You write BDD-style tests describing the given/when/then, security expectations, and what must not be observable to attackers.

2. Gold

You ask the AI: "Using only the tests above as the behavioral contract, implement a Gold Standard password reset flow. Requirements: Tokens must be single-use, never log tokens, API response must not reveal user existence..."

3. Refactor

You review the code like a senior dev reviewing a junior’s PR. You enforce your team’s style and boundaries.

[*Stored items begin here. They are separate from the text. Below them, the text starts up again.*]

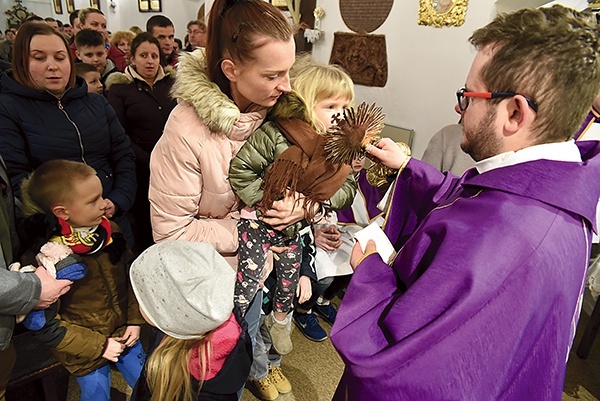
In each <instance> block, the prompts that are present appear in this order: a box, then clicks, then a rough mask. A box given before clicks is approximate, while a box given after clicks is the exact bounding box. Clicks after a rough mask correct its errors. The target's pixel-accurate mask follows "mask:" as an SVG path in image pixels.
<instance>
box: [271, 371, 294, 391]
mask: <svg viewBox="0 0 600 401" xmlns="http://www.w3.org/2000/svg"><path fill="white" fill-rule="evenodd" d="M268 377H269V379H271V383H273V385H274V386H275V388H276V389H277V391H279V393H280V394H287V393H289V392H290V391H292V384H291V383H290V381H289V380H288V379H287V377H285V376H284V375H283V372H282V371H281V367H280V366H269V376H268Z"/></svg>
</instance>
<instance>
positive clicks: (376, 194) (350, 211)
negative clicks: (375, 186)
mask: <svg viewBox="0 0 600 401" xmlns="http://www.w3.org/2000/svg"><path fill="white" fill-rule="evenodd" d="M356 187H357V190H356V196H362V198H363V200H364V202H365V206H366V209H367V213H368V215H369V216H368V217H369V221H373V220H375V219H376V218H378V217H379V216H381V215H382V214H383V212H382V211H381V210H379V208H378V207H377V204H378V203H379V201H380V200H381V198H382V197H383V195H382V194H381V193H380V192H379V189H378V188H377V187H374V186H373V185H371V184H369V181H367V171H366V170H364V169H363V170H360V171H359V173H358V179H357V180H356ZM335 213H336V215H337V218H338V223H339V224H343V225H348V224H356V217H355V216H354V211H353V210H352V206H349V207H347V208H345V209H343V210H338V211H336V212H335Z"/></svg>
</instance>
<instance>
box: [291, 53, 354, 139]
mask: <svg viewBox="0 0 600 401" xmlns="http://www.w3.org/2000/svg"><path fill="white" fill-rule="evenodd" d="M290 83H291V86H292V89H293V90H294V91H295V92H296V94H298V95H299V96H300V97H301V98H302V100H303V101H304V104H305V105H306V109H307V110H306V113H307V116H308V118H309V121H307V122H309V123H311V124H312V125H313V126H314V127H315V128H316V129H317V131H320V132H324V131H326V130H327V128H328V127H325V126H323V124H322V123H321V122H320V121H319V120H318V119H317V117H316V114H315V111H314V109H315V105H316V104H317V103H318V102H319V101H321V100H323V99H327V98H330V97H340V98H342V99H348V100H349V102H350V103H352V102H354V83H353V82H352V78H350V76H349V75H348V74H347V73H346V71H344V70H343V69H342V67H340V66H338V65H335V64H322V63H320V62H319V61H317V60H316V59H315V58H314V57H312V55H311V54H310V53H306V54H303V55H300V56H298V57H297V58H296V62H295V63H294V66H293V67H292V69H291V70H290Z"/></svg>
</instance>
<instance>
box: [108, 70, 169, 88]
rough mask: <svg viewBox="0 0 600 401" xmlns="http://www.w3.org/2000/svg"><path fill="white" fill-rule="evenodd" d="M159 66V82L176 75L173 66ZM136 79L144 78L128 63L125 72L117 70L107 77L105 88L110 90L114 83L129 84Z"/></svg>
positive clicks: (127, 84)
mask: <svg viewBox="0 0 600 401" xmlns="http://www.w3.org/2000/svg"><path fill="white" fill-rule="evenodd" d="M159 67H160V70H159V72H158V77H157V79H156V81H157V82H158V81H160V80H161V79H164V78H166V77H175V76H176V74H175V70H174V69H173V67H171V66H167V67H164V68H163V67H161V66H159ZM135 79H139V80H143V78H142V77H141V76H140V75H139V74H138V73H137V71H135V70H134V69H133V68H132V67H131V65H128V66H127V68H125V72H115V73H113V74H110V75H109V76H108V78H106V87H105V88H104V89H105V90H107V91H108V90H109V89H110V87H111V86H113V85H128V84H130V83H132V82H133V81H134V80H135Z"/></svg>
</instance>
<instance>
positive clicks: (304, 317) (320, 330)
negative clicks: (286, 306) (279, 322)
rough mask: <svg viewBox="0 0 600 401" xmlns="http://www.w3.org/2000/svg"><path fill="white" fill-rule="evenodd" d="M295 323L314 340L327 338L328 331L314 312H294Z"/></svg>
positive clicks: (320, 340) (303, 331)
mask: <svg viewBox="0 0 600 401" xmlns="http://www.w3.org/2000/svg"><path fill="white" fill-rule="evenodd" d="M294 323H295V324H296V326H297V327H298V329H300V332H302V334H304V337H306V338H308V339H309V340H312V341H317V342H318V341H323V340H325V339H327V333H325V330H323V328H322V327H321V325H320V324H319V322H318V321H317V318H316V317H315V315H313V314H312V313H307V314H306V315H303V314H300V313H294Z"/></svg>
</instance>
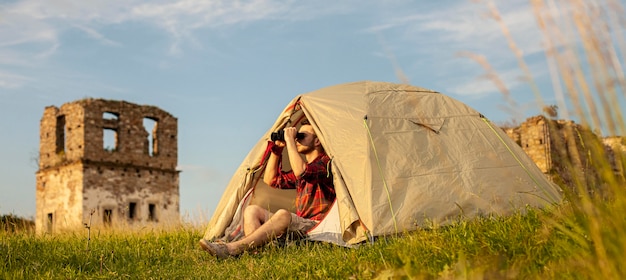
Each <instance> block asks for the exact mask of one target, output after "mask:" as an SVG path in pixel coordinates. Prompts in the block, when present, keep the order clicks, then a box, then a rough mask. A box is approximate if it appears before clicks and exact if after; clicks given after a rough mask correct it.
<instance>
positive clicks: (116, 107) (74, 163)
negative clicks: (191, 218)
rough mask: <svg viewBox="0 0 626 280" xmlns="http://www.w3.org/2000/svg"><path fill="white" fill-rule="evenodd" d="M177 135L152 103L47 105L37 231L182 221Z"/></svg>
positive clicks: (119, 102) (42, 146)
mask: <svg viewBox="0 0 626 280" xmlns="http://www.w3.org/2000/svg"><path fill="white" fill-rule="evenodd" d="M177 130H178V121H177V119H176V118H175V117H173V116H172V115H170V114H169V113H167V112H165V111H163V110H161V109H159V108H157V107H154V106H142V105H136V104H133V103H129V102H125V101H113V100H103V99H91V98H88V99H83V100H78V101H75V102H70V103H66V104H63V105H62V106H61V107H60V108H57V107H54V106H49V107H46V108H45V110H44V113H43V117H42V118H41V123H40V144H39V170H38V171H37V174H36V177H37V190H36V197H37V202H36V204H37V212H36V217H35V219H36V220H35V224H36V231H37V232H39V233H44V232H54V231H58V230H63V229H74V228H77V227H82V226H83V225H84V224H88V223H91V225H94V226H97V225H122V226H129V225H131V226H132V225H139V224H147V223H150V224H164V223H170V222H177V221H178V219H179V171H177V170H176V165H177V157H178V147H177Z"/></svg>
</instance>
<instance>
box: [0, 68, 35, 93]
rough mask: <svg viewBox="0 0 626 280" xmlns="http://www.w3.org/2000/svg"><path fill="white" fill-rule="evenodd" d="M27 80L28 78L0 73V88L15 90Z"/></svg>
mask: <svg viewBox="0 0 626 280" xmlns="http://www.w3.org/2000/svg"><path fill="white" fill-rule="evenodd" d="M28 80H29V78H28V77H25V76H21V75H15V74H10V73H3V72H0V88H4V89H16V88H19V87H21V86H22V85H23V84H24V83H26V82H27V81H28Z"/></svg>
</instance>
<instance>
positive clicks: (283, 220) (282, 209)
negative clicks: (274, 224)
mask: <svg viewBox="0 0 626 280" xmlns="http://www.w3.org/2000/svg"><path fill="white" fill-rule="evenodd" d="M274 216H276V218H279V219H281V220H283V221H286V222H287V223H289V222H291V212H289V211H287V210H285V209H278V211H276V213H274Z"/></svg>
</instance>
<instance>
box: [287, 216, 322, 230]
mask: <svg viewBox="0 0 626 280" xmlns="http://www.w3.org/2000/svg"><path fill="white" fill-rule="evenodd" d="M317 223H318V222H316V221H313V220H309V219H305V218H302V217H300V216H298V215H296V214H294V213H291V223H289V227H287V232H294V233H295V232H297V233H300V234H302V235H306V233H307V232H308V231H309V230H310V229H312V228H313V227H315V226H316V225H317Z"/></svg>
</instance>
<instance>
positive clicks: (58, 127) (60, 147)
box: [56, 115, 67, 154]
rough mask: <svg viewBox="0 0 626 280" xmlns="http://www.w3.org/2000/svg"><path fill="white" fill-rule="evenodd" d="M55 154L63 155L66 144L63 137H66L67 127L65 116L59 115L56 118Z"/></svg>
mask: <svg viewBox="0 0 626 280" xmlns="http://www.w3.org/2000/svg"><path fill="white" fill-rule="evenodd" d="M56 136H57V139H56V153H57V154H58V153H65V151H66V149H65V148H66V147H65V144H66V143H67V141H66V139H65V137H66V136H67V126H66V125H65V115H61V116H58V117H57V128H56Z"/></svg>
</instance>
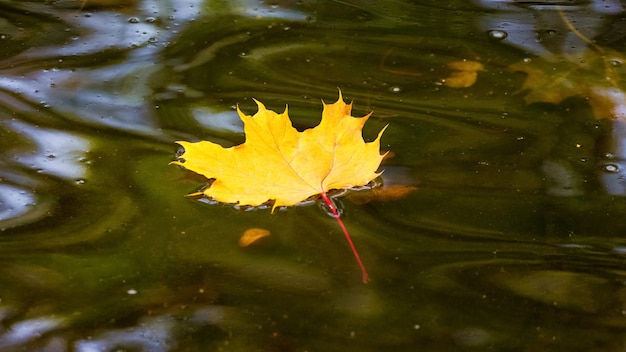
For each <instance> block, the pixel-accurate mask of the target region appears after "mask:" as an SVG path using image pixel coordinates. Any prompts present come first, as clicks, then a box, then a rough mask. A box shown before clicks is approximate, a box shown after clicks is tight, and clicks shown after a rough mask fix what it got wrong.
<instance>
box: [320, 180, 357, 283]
mask: <svg viewBox="0 0 626 352" xmlns="http://www.w3.org/2000/svg"><path fill="white" fill-rule="evenodd" d="M322 199H323V200H324V203H326V205H328V207H329V208H330V211H332V213H333V216H334V217H335V219H336V220H337V222H338V223H339V226H341V229H342V230H343V234H344V235H346V239H347V240H348V244H349V245H350V248H351V249H352V253H353V254H354V258H356V262H357V263H358V264H359V267H360V268H361V276H362V278H363V283H364V284H366V283H367V282H368V281H369V278H368V275H367V271H366V270H365V265H363V262H362V261H361V257H359V252H357V251H356V247H355V246H354V243H352V238H350V234H349V233H348V230H347V229H346V226H345V225H344V224H343V221H341V218H340V217H339V212H338V211H337V207H335V203H333V201H332V200H330V198H328V196H327V195H326V192H322Z"/></svg>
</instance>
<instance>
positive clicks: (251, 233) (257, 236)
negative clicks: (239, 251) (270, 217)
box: [239, 227, 270, 247]
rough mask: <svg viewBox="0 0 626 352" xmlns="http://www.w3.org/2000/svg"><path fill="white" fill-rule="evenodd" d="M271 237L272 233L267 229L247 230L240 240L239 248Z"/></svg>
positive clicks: (251, 228)
mask: <svg viewBox="0 0 626 352" xmlns="http://www.w3.org/2000/svg"><path fill="white" fill-rule="evenodd" d="M269 235H270V231H269V230H266V229H261V228H257V227H254V228H251V229H247V230H246V231H244V232H243V235H241V238H239V246H241V247H248V246H249V245H251V244H253V243H254V242H256V241H258V240H260V239H261V238H264V237H267V236H269Z"/></svg>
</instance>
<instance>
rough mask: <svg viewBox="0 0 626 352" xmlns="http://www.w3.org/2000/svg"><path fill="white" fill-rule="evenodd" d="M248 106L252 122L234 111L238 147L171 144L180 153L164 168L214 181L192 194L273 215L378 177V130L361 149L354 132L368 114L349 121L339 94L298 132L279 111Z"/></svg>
mask: <svg viewBox="0 0 626 352" xmlns="http://www.w3.org/2000/svg"><path fill="white" fill-rule="evenodd" d="M255 102H256V104H257V105H258V108H259V110H258V112H257V113H256V114H255V115H254V116H248V115H244V114H243V113H242V112H241V111H240V110H239V108H237V112H238V114H239V117H240V118H241V120H242V121H243V122H244V133H245V135H246V141H245V143H243V144H240V145H237V146H234V147H230V148H224V147H222V146H221V145H219V144H216V143H213V142H208V141H201V142H195V143H191V142H176V143H178V144H180V145H181V146H182V147H183V148H184V149H185V151H184V153H183V154H182V155H181V156H180V157H179V158H178V160H177V161H173V162H172V164H175V165H180V166H183V167H184V168H186V169H188V170H190V171H193V172H195V173H198V174H201V175H203V176H205V177H207V178H208V179H214V181H213V183H212V184H211V185H210V186H209V187H208V188H206V189H204V190H203V191H201V192H199V193H196V194H204V195H206V196H207V197H209V198H211V199H214V200H216V201H219V202H224V203H237V204H239V205H250V206H258V205H261V204H264V203H266V202H268V201H273V203H274V204H273V207H272V210H274V209H275V208H276V207H279V206H289V205H294V204H297V203H299V202H302V201H304V200H306V199H307V198H309V197H311V196H314V195H317V194H323V195H325V194H326V192H328V191H330V190H332V189H344V188H350V187H357V186H364V185H366V184H367V183H369V182H370V181H371V180H373V179H374V178H376V177H377V176H379V175H380V173H377V169H378V167H379V166H380V163H381V161H382V159H383V157H384V155H381V154H380V152H379V150H380V138H381V136H382V134H383V132H384V130H385V128H386V127H385V128H383V129H382V130H381V131H380V132H379V134H378V137H377V138H376V139H375V140H374V141H372V142H368V143H366V142H365V141H364V140H363V136H362V129H363V125H364V124H365V122H366V121H367V119H368V118H369V117H370V115H371V114H368V115H366V116H364V117H361V118H355V117H352V116H351V115H350V113H351V110H352V104H345V102H344V101H343V98H342V96H341V92H339V99H338V100H337V102H335V103H334V104H325V103H324V110H323V112H322V121H321V122H320V124H319V125H318V126H316V127H315V128H310V129H307V130H304V131H302V132H299V131H297V130H296V129H295V128H294V127H293V126H292V124H291V121H290V120H289V115H288V112H287V108H285V111H284V112H283V113H282V114H278V113H276V112H274V111H271V110H267V109H266V108H265V106H264V105H263V104H262V103H261V102H259V101H257V100H255Z"/></svg>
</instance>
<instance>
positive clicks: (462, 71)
mask: <svg viewBox="0 0 626 352" xmlns="http://www.w3.org/2000/svg"><path fill="white" fill-rule="evenodd" d="M448 67H449V68H451V69H452V70H453V72H452V74H451V75H450V77H448V78H445V79H442V80H441V81H442V83H443V85H444V86H446V87H450V88H468V87H471V86H473V85H474V83H476V79H477V78H478V71H483V70H484V69H485V68H484V66H483V64H481V63H480V62H477V61H467V60H463V61H454V62H451V63H449V64H448Z"/></svg>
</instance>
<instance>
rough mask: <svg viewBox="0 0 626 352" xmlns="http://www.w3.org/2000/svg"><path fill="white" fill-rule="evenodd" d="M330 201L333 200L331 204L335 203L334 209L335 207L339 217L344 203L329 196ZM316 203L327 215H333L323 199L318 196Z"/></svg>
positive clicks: (334, 216)
mask: <svg viewBox="0 0 626 352" xmlns="http://www.w3.org/2000/svg"><path fill="white" fill-rule="evenodd" d="M329 199H330V200H331V202H333V204H334V205H335V209H337V214H339V217H341V215H343V209H344V205H343V203H342V202H341V201H340V200H338V199H336V198H330V197H329ZM317 204H318V205H319V206H320V208H322V210H323V211H324V212H325V213H326V214H328V216H330V217H333V218H334V217H335V214H333V211H332V209H330V207H329V206H328V204H326V202H324V200H323V199H322V198H320V199H319V200H318V201H317Z"/></svg>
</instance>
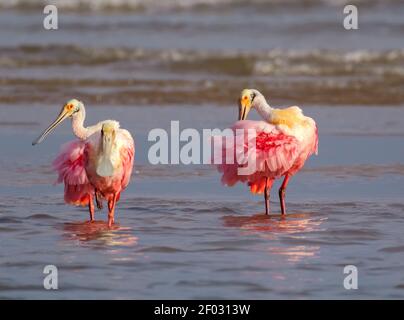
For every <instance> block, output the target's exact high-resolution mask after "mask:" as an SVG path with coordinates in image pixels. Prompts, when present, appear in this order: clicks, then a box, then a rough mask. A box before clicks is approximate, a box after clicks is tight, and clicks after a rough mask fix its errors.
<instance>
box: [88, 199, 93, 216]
mask: <svg viewBox="0 0 404 320" xmlns="http://www.w3.org/2000/svg"><path fill="white" fill-rule="evenodd" d="M88 199H89V200H88V211H89V213H90V221H94V202H93V197H92V195H90V194H89V195H88Z"/></svg>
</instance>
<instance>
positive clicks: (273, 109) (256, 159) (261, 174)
mask: <svg viewBox="0 0 404 320" xmlns="http://www.w3.org/2000/svg"><path fill="white" fill-rule="evenodd" d="M252 108H253V109H256V110H257V112H258V113H259V115H260V116H261V117H262V118H263V120H264V121H252V120H245V119H246V118H247V114H248V113H249V111H250V110H251V109H252ZM232 130H233V134H234V136H233V139H234V141H236V144H235V145H237V141H241V148H235V147H234V145H233V144H230V145H229V144H227V145H226V144H223V146H221V147H220V148H221V150H220V151H221V152H220V153H219V154H220V155H221V164H219V165H218V170H219V172H221V173H223V175H222V183H223V184H225V185H228V186H233V185H234V184H236V183H237V182H242V183H247V184H248V185H249V186H250V190H251V192H252V193H264V197H265V213H266V214H267V215H268V214H269V198H270V190H271V187H272V184H273V182H274V180H275V179H278V178H281V177H284V180H283V183H282V186H281V187H280V189H279V199H280V204H281V211H282V215H284V214H285V213H286V206H285V192H286V187H287V185H288V182H289V180H290V178H291V177H292V176H293V175H294V174H295V173H297V172H298V171H299V170H300V169H301V168H302V167H303V166H304V163H305V162H306V160H307V159H308V157H309V156H310V155H312V154H313V153H315V154H317V153H318V131H317V126H316V123H315V121H314V120H313V119H312V118H309V117H306V116H304V115H303V112H302V110H301V109H300V108H299V107H296V106H293V107H288V108H285V109H275V108H272V107H270V106H269V105H268V103H267V101H266V100H265V97H264V96H263V95H262V94H261V93H260V92H259V91H258V90H255V89H244V90H243V91H242V92H241V97H240V100H239V121H237V122H236V123H235V124H234V125H233V127H232ZM238 149H240V150H238ZM216 152H217V150H216ZM226 154H227V155H228V154H230V155H231V157H230V158H231V161H227V163H226ZM227 157H228V156H227ZM229 162H231V163H229ZM246 166H249V167H250V168H252V169H250V171H249V172H248V173H245V172H242V171H240V170H246Z"/></svg>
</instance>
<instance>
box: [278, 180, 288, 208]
mask: <svg viewBox="0 0 404 320" xmlns="http://www.w3.org/2000/svg"><path fill="white" fill-rule="evenodd" d="M288 182H289V175H286V176H285V179H284V180H283V182H282V185H281V187H280V188H279V200H280V202H281V211H282V215H284V214H285V213H286V205H285V193H286V187H287V186H288Z"/></svg>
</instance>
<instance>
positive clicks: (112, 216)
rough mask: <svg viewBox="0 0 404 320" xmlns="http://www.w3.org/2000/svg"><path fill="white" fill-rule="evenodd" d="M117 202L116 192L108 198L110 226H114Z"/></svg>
mask: <svg viewBox="0 0 404 320" xmlns="http://www.w3.org/2000/svg"><path fill="white" fill-rule="evenodd" d="M115 203H116V194H114V195H113V196H112V198H110V199H109V200H108V227H112V225H113V224H114V222H115Z"/></svg>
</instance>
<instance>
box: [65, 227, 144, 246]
mask: <svg viewBox="0 0 404 320" xmlns="http://www.w3.org/2000/svg"><path fill="white" fill-rule="evenodd" d="M63 231H64V238H65V239H66V240H73V241H79V242H80V244H85V243H92V244H98V245H102V246H109V247H117V246H135V245H136V244H137V241H138V238H137V237H135V236H134V235H133V234H132V230H131V228H129V227H122V226H120V225H113V226H112V227H108V224H106V223H105V222H104V221H92V222H89V221H85V222H83V221H78V222H71V223H65V224H63Z"/></svg>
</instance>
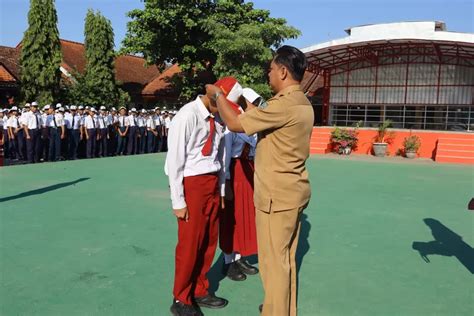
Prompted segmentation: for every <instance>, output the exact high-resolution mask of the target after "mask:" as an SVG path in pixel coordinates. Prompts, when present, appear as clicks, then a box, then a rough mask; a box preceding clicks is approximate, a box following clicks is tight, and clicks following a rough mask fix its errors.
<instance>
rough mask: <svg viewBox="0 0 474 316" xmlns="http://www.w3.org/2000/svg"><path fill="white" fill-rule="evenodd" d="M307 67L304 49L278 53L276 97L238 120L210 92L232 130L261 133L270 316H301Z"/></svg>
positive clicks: (265, 231)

How to start using Red → Gold → Refactor tomorrow

You don’t have to overhaul your entire process at once. Start tiny:

  1. Pick one small feature or bugfix.
  2. Write 2–4 BDD-ish tests that read like behavior descriptions.
  3. Explicitly tell the AI you want a Gold Standard implementation.
  4. Keep yourself accountable in Refactor: Would you sign your name under this?

GS-TDD is not about making AI “smarter”. It’s about putting enough structure around it that your AI assistant stops guessing, your team stops vibe-coding, and “boringly reliable” becomes the default outcome.

Next Ward, we’ll get concrete with prompt templates for Gold, patterns for AI-friendly tests, and applying this loop to frontends.

Don’t ask your AI to “just make it green”. Ask it to help you make it Gold.